Ingredients:
1. Spaghetti (whole wheat)- 4 ounce
2. Extra virgin olive oil- 1 tbsp
3. Leek- 1 (small sized, use the pale green as well as the white portion only, properly washed & sliced finely).
4. Cherry tomato or grape- 16 (cut into halved)
5. Vegetable broth- ½ cup
6. Parmesan cheese- ¾ cups (finely grated)
7. Freshly ground pepper- ¼ tsp
8. Basil leaves (fresh) – 2 tbsp (diced)
9. Sugar snap peas- 1 cup (chopped into halves)
10. Yellow summer squash- 1 (small sized, firstly cut into lengthwise quartered & then choped into ½ inch portions).
Direction:
• Take a large pot & pour the water into it.
• Place it on medium temperature for boiling.
• Now add the spaghetti along with a few drops of olive oil & boil.
• Allow it to cool for almost 10-12 minutes (till get tender) or as per the package directions.
• In the mean time take a medium sized saucepan & heat oil.
• Pour the leek & stir well for almost 2-4 minutes (till you get the soft texture).
• Now pour the peas along with the squash.
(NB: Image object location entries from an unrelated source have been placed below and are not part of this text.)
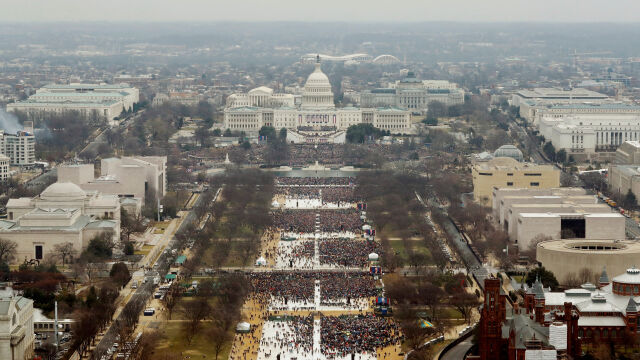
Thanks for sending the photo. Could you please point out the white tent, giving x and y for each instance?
(243, 327)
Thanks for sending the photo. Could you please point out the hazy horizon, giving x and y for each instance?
(353, 11)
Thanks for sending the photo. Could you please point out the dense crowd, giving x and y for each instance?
(344, 335)
(338, 287)
(292, 286)
(296, 221)
(340, 221)
(295, 334)
(315, 181)
(335, 194)
(347, 252)
(300, 286)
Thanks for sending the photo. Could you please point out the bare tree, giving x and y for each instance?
(219, 337)
(171, 298)
(465, 302)
(65, 250)
(195, 312)
(7, 250)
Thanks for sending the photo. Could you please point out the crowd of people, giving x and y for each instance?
(340, 221)
(294, 335)
(347, 252)
(300, 221)
(315, 181)
(328, 194)
(345, 287)
(344, 335)
(298, 287)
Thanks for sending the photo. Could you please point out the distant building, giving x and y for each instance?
(126, 177)
(16, 326)
(567, 258)
(624, 178)
(522, 208)
(353, 58)
(628, 153)
(561, 323)
(505, 172)
(20, 147)
(316, 115)
(62, 213)
(589, 128)
(513, 333)
(103, 100)
(530, 100)
(4, 167)
(413, 94)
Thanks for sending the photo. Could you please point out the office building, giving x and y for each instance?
(105, 101)
(16, 326)
(62, 213)
(506, 172)
(317, 113)
(413, 94)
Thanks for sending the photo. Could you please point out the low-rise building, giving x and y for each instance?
(567, 259)
(624, 178)
(506, 172)
(628, 153)
(568, 225)
(126, 177)
(101, 100)
(62, 213)
(16, 326)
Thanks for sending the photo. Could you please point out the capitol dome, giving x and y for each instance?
(317, 92)
(63, 191)
(509, 151)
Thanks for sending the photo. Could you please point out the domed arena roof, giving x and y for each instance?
(509, 151)
(632, 276)
(63, 191)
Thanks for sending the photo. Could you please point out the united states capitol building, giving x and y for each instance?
(316, 112)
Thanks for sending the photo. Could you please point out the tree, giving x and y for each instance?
(546, 277)
(65, 250)
(219, 337)
(131, 224)
(464, 302)
(7, 250)
(101, 246)
(194, 313)
(561, 156)
(120, 274)
(550, 151)
(630, 200)
(171, 298)
(269, 132)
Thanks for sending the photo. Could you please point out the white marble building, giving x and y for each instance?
(16, 326)
(590, 128)
(105, 100)
(62, 213)
(317, 112)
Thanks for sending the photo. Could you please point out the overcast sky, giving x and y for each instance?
(322, 10)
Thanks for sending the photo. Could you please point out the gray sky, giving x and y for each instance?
(322, 10)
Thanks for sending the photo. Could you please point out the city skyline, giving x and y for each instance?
(356, 11)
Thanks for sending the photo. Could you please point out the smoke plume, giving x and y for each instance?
(9, 122)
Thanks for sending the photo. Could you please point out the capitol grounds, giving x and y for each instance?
(293, 327)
• Stir again for almost 5-8 minutes & then add the vegetable broth along with the tomatoes.
• Stir properly & bring it to a simmer for almost 4-6 minutes (till the tomatoes soften).
• Pour the chopped basils along with the pepper.
• Stir well to mix all the ingredients properly & allow it to cook for almost 4-5 minutes more.
• Take it off from the heat & scatter the grated cheese.
• Remove or drain out the water from the boiled pasta.
• Add the pasta into the mixture & toss well for proper coating.